# ".... I received a call from the [US] National Security Council...."



## Kirkhill (28 Apr 2017)

*“Five minutes after we hung up, I received a call from the [US] National Security Council. They asked me if I thought you meant what you’d said! I told them that you did mean it and that, if they want to avert a default to the IMF, they’d better knock some sense into the Europeans.”*  April 2015.

Two articles. Both worth reading in detail. 

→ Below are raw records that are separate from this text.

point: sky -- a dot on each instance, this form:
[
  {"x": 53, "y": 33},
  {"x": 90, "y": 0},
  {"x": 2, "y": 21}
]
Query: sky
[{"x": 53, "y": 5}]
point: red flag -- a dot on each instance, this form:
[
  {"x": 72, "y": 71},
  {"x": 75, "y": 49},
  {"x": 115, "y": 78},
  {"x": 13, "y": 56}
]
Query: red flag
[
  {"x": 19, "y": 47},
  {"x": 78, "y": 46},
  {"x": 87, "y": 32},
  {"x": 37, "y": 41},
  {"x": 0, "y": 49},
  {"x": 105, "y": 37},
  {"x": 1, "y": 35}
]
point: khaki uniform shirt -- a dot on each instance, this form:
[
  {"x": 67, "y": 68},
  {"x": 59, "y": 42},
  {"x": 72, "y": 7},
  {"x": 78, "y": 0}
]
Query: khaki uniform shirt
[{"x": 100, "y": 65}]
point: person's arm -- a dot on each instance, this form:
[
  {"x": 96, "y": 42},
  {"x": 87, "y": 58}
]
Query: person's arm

Liberal Democracy European style.

http://www.telegraph.co.uk/news/2017/04/28/adult-room-yanis-varoufakis-tried-failed-win-forgiveness/



> Adult in the Room: How Yanis Varoufakis tried – and failed – to win forgiveness for Greece's debts from Europe's 'deep establishment'
> 
> 
> Greek Finance Minister Yanis Varoufakis arrived to present his ministry's new secretaries at a press conference in Athens on March 4, 2015. Strapped for cash and under pressure to deliver on reforms, Greece's new radical government ruffled feathers in Brussels by not respecting the diplomatic niceties of the negotiating table
> ...



Second article

http://www.telegraph.co.uk/news/2017/04/28/yanis-varoufakis-brexit-advice-theresa-may-avoid-negotiating/



> What emerges from Adults in the Room is a eurozone regime where democratic accountability has broken down.
> 
> Real clout lies with a secretive “Eurogroup Working Group”, operating on the margins. It is under the iron control of Thomas Wieser, the most powerful man in Brussels. While this body ostensibly serves elected finance ministers, they might as well be wallpaper.
> 
> ...


----------